Additional data are urgently needed for further clarification of the risk of cardiovascular mortality among children with ADHD with and without stimulant medication. Especially in respect with the FDA ‘black box’ warning expecting adverse effects of psychostimulants, an automatic transferability of cardiac effects by sympathomimetic agents in healthy humans to ADHD patients is not underpinned by our data. In the contrary, we found that MPH seems to ameliorate the abnormal HRV parameters in ADHD children, which indicates a potential cardio-protective role of stimulants in these patients.

Interestingly, other interventions ameliorating ADHD symptoms ranging from pharmacological central sympathicolysis with clonidine to enhanced physical activity or discussed alternative approaches by nutrial supplementation also have influence on the HRV (Arnsten 2009; Singh et al. 2001). Whether a change in the HRV might be a correlate to a direct pathophysiologically relevant alteration of the autonomic system or rather reflect an epiphenomenon will be an interesting topic in further research.

In the evaluation of the results of the present pilot study, several limitations have to be considered. First, our study is a retrospective study from Holter ECG data obtained during clinical routine in children diagnosed with ADHD, who were referred to our outpatient clinic for paediatric cardiology for cardiac evaluation. Thus, the preselection could imply that our sample represents a risk subsample of children with ADHD. Additionally, ADHD in all children was diagnosed by child and adolescent psychiatrists in private practice; a uniform diagnostic study manual was not applied. If the night-time changes of HRV were not expected, we have no data about sleep quality of the study patients. Also, the group sizes are rather small and replication in an independent sample with standardized study manuals is needed.

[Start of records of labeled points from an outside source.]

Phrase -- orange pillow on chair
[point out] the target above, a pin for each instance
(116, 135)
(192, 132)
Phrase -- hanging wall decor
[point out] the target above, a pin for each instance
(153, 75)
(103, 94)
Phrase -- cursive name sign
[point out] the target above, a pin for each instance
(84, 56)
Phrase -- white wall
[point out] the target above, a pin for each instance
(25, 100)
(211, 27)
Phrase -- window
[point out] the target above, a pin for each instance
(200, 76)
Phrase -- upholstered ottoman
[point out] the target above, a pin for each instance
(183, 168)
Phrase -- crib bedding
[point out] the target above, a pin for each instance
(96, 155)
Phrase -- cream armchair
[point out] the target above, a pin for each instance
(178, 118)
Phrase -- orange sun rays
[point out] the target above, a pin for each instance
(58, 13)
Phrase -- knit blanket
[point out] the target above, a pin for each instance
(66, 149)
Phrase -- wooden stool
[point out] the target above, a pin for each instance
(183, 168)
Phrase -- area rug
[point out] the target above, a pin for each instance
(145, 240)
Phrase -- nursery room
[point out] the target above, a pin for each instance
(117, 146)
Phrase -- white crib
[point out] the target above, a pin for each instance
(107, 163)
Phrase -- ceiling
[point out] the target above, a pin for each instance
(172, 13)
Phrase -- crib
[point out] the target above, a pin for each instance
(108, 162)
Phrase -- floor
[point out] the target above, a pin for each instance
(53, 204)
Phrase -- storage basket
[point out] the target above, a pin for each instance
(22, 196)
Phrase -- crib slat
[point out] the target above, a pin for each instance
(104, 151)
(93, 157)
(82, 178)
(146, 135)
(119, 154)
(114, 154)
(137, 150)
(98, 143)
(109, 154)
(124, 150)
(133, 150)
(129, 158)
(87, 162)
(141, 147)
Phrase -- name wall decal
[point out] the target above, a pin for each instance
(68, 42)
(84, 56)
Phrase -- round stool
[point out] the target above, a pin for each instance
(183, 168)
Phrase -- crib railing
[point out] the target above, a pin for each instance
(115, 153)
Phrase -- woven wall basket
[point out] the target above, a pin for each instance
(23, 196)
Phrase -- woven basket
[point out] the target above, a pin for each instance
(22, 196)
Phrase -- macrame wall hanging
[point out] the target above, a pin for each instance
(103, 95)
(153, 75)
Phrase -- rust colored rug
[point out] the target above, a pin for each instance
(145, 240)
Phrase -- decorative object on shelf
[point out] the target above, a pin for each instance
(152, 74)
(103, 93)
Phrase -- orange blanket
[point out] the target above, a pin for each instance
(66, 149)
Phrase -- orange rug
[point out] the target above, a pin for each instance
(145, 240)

In conclusion, the results of the present pilot study using 24-h Holter ECG indicate alterations in basal autonomic activity in children with ADHD, which are shifted towards normal levels by medication with MPH. Regarding this normalization, our data rather point to cardio-protective effects of psychostimulants than to an increase in a sudden heart death risk. This influence on basal autonomic activation could be a potential explanation of the very recently published population-based cohort studies, reporting association of psychostimulant medication with reduced incidence of serious cardiovascular events (Cooper et al. 2011; Habel et al. 2011). Due to the limitations of the study design, the reported results have to be considered as preliminary data, which contribute to the actual data on autonomic effects of psychostimulants and channel continuative studies.